Closed ghost closed 8 years ago
Original comment by: hlapp
See https://www.nescent.org/wg\_dryad/TreeBASE\_OAI\_Provider for examples of URLs that return these OAI records.
The record schema is at http://datadryad.org/profile/v3/dryad.xsd Both data formats mentioned above formally conform to the schema, but the best practice is to have several <dc:subject> elements, one per term.
Original comment by: vgapeyev-nescent
A few URLs that return records exhibiting the problem: http://127.0.0.1:8080/treebase-web/top/oai?verb=GetRecord&metadataPrefix=oai\_dc&identifier=TB:s1908 http://127.0.0.1:8080/treebase-web/top/oai?verb=GetRecord&metadataPrefix=oai\_dc&identifier=TB:s10013 http://127.0.0.1:8080/treebase-web/top/oai?verb=GetRecord&metadataPrefix=oai\_dc&identifier=TB:s1122 http://127.0.0.1:8080/treebase-web/top/oai?verb=GetRecord&metadataPrefix=oai\_dc&identifier=TB:s994 Note that some separate keywords with ',' while others with ';'
Original comment by: vgapeyev-nescent
Thanks for reporting this bug.

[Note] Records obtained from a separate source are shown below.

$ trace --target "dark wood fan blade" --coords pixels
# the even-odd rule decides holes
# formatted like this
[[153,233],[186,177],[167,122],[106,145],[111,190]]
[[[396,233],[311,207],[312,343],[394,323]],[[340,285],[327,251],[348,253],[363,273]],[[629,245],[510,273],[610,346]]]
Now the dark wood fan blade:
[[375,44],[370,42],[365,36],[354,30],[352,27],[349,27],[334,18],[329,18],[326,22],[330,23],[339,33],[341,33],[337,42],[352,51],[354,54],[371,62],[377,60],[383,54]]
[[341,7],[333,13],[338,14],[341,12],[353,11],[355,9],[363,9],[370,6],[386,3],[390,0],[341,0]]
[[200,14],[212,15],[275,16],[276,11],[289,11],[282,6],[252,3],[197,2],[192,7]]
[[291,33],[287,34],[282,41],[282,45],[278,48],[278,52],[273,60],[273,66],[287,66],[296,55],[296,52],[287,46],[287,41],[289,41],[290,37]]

We'll look into it as soon as possible.
Original comment by: vgapeyev-nescent
This is a request for clarification.
Treebase UI offers a single field to enter keywords, text from which is stored in a single field in the database. From the data in treebase-dev I see that users used ',' or ';' to separate multiple keywords.
Here is what I can do: Get Kevin's keyword-splitting code and place it on Treebase side, modifying if necessary to work with both ';' and ','. This would not work nicely if the user has a fancy to use comma-containing keywords separated by semicolons, or the other way around.
Please confirm that this is what is needed.
Original comment by: vgapeyev-nescent
This was my concern as well with my workaround Dryad code -- that there may be repositories for whom the comma is significant and not a delimiter. It seems that if TreeBASE wants to store all these in one field it might be good to prescribe that users use a semicolon as a delimiter (perhaps doing a db cleanup on records that are currently using a comma). Then the OAI code could rely on the semicolon as the split to break the string into separate metadata elements for output via OAI-PMH.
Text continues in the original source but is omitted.